Alfie Shacklock’s career is off to a flying start. Image: supplied

Deborah says passion flows through her student Alfie’s veins like he is on fire with purpose, and it is this passion along with a grit and determination that was evident early on.

“He wasn’t one of those [born] incredibly talented children where you go, ‘wow, this could work’ … for Alfie it was actually a different story,” she said. “The sheer commitment he had; he just does not stop. I have never seen someone work so hard. He was such a stiff child and he had really what we call flat feet, absolutely flat feet but he developed them over years and years of work into really beautiful feet.

“When he was probably 10, we realised [this potential] and by the time he was 11 or 12 we absolutely knew, and I thought ‘oh my gosh this is going to end in something absolutely spectacular’.”

[Image 2: Alfie leaping into the air. Image supplied.]

Deborah helped shape Alfie into a dancer that ballet schools all over the world want to work with.

“The Australian Ballet school wanted him, the Queensland Ballet, Huston, Hamburg, Switzerland, La Scala and the Dutch National. Almost every big school wanted him, but he held out for the Royal Ballet and had to wait to be a certain age to audition for them.”

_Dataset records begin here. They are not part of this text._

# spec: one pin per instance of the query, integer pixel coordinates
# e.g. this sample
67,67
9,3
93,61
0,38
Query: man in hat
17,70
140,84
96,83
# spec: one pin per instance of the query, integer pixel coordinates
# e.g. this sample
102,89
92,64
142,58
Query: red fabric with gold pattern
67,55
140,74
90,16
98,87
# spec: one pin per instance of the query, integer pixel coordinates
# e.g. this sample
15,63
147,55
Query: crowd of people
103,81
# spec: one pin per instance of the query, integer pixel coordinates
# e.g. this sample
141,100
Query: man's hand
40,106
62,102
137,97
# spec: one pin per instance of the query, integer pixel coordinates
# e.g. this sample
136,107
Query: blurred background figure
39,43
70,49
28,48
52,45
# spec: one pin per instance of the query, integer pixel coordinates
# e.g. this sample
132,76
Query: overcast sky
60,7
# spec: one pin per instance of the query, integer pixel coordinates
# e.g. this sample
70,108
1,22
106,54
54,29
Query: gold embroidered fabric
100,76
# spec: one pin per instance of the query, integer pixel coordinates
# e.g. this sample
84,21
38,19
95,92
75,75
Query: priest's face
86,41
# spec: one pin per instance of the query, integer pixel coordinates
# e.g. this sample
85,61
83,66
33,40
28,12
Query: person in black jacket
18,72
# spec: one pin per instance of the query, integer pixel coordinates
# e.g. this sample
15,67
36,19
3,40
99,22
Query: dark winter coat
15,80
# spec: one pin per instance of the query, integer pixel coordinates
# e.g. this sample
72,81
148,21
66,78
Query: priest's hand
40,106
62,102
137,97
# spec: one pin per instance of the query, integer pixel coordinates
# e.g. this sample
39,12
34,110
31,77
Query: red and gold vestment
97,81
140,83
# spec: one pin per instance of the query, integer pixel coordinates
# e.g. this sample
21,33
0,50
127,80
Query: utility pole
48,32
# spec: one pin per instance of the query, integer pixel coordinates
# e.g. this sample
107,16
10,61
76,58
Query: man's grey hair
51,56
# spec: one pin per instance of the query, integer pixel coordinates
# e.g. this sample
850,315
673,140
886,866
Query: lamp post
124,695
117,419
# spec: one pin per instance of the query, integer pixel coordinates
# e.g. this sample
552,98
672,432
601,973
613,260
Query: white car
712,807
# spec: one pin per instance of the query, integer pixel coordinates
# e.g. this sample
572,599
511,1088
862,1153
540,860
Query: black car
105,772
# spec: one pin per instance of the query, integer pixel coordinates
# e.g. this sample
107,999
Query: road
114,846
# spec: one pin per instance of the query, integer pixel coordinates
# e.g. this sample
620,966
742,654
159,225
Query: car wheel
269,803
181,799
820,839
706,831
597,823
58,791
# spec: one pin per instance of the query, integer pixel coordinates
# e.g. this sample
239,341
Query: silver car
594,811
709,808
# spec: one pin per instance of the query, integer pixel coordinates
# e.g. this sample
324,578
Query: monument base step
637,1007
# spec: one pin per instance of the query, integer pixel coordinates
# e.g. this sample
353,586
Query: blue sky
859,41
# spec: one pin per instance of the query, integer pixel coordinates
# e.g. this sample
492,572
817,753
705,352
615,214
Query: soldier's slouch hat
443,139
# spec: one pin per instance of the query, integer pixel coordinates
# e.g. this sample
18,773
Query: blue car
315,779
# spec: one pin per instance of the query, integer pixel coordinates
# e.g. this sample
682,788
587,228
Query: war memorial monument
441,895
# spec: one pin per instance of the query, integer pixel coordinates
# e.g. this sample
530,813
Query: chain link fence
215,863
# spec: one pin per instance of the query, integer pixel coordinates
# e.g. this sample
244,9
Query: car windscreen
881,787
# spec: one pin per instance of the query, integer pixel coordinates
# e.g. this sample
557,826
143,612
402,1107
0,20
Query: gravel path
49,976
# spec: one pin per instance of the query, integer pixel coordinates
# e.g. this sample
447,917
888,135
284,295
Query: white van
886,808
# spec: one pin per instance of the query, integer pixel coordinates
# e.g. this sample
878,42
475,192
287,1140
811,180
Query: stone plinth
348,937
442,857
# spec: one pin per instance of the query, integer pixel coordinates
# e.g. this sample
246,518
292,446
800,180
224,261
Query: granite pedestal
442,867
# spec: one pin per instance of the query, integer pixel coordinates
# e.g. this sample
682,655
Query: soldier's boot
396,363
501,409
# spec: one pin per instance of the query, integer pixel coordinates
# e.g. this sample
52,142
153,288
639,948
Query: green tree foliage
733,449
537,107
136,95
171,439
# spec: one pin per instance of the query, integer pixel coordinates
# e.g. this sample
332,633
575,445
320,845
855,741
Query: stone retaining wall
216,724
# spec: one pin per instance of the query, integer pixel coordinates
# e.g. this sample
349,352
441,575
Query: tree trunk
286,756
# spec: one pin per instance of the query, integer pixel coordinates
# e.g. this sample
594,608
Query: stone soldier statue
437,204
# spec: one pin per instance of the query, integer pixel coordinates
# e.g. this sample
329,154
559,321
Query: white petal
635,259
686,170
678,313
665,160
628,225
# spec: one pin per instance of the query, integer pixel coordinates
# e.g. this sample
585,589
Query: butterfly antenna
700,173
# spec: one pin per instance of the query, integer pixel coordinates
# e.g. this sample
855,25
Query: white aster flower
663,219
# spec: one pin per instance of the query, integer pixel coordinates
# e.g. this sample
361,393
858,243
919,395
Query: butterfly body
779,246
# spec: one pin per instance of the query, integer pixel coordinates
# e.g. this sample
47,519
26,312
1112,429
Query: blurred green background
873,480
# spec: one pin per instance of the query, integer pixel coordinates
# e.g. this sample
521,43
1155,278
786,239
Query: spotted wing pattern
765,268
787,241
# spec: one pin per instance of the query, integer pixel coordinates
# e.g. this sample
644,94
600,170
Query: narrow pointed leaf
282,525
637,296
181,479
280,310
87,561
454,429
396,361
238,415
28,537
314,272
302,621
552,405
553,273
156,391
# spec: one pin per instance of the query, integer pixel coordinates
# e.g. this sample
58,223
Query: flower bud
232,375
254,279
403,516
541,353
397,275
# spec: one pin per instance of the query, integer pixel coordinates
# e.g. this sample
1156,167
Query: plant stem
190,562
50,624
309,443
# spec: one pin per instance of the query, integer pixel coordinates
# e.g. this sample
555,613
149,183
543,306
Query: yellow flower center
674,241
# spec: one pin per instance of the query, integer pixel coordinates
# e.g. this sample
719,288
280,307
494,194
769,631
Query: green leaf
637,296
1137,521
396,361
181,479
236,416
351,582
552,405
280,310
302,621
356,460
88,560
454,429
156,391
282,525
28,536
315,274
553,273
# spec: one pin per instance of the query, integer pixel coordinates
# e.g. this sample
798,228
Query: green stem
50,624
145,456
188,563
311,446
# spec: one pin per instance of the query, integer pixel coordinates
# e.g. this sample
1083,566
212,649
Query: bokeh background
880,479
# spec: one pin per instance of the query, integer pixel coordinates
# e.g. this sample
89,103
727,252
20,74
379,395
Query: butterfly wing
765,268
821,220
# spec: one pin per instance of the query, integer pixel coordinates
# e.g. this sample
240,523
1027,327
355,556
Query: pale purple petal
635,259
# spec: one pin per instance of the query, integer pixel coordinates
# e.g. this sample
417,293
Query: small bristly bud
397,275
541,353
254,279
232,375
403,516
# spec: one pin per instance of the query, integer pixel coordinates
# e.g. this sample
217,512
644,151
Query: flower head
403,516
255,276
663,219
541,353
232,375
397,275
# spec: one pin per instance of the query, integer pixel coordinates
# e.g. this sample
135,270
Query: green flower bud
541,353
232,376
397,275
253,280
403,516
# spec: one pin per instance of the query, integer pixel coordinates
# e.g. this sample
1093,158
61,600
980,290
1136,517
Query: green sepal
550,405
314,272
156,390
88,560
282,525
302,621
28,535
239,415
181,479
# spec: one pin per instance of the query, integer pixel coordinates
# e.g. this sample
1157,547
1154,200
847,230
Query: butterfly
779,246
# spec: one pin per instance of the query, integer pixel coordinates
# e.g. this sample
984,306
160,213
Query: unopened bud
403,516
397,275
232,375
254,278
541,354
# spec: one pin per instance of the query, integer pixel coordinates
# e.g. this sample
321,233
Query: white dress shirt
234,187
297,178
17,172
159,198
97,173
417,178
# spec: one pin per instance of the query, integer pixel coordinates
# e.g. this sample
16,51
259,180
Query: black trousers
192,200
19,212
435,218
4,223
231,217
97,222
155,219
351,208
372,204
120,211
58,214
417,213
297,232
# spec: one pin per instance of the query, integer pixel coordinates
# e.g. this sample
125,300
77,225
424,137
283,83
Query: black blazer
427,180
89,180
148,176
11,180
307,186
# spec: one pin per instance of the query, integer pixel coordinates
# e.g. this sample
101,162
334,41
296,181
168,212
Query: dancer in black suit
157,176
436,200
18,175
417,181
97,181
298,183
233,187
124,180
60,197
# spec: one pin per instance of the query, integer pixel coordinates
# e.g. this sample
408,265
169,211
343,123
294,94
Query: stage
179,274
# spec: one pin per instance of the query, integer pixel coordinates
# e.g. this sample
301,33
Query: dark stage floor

Alfie is not the only student succeeding at Deborah’s school. Evie Wilson also received a personal offer to attend a short-term visit at the Royal Ballet School, and four other dancers were all recently awarded scholarships for a five-week summer school in Moscow.

“A lot of our kids have gone on to the Australian Ballet School, to Hamburg, to the New Zealand Ballet and one of our students has already done some work with the Australian Ballet and the Queensland Ballet and has now gone to Europe with her first full-time contract. We are at that point now where our graduates are getting jobs.”

Deborah is a choreographer with over 50 full-length ballets behind her, an ex-first soloist with a 20-year career as a professional ballet dancer in over 10 ballet companies, an ex-ballet director for the State Theatre Ballet in Coburg, Germany and the State Theatre Halbersadt and has a BA (Hons) First Class Degree in Dance. Deborah opened The Dance Centre Peregian Springs with her husband and co-director Richard Leader in June 2009 to pass on her passion to the next generations.

“My husband and I were both ballet dancers ourselves and then we were ballet directors and then I did university training to become a teacher,” she said.

The dance school’s Instagram page has a quote in a post that says, “Some people dream of success while others wake up and work hard for it.”

This is evidently true for both the students and their dedicated teacher.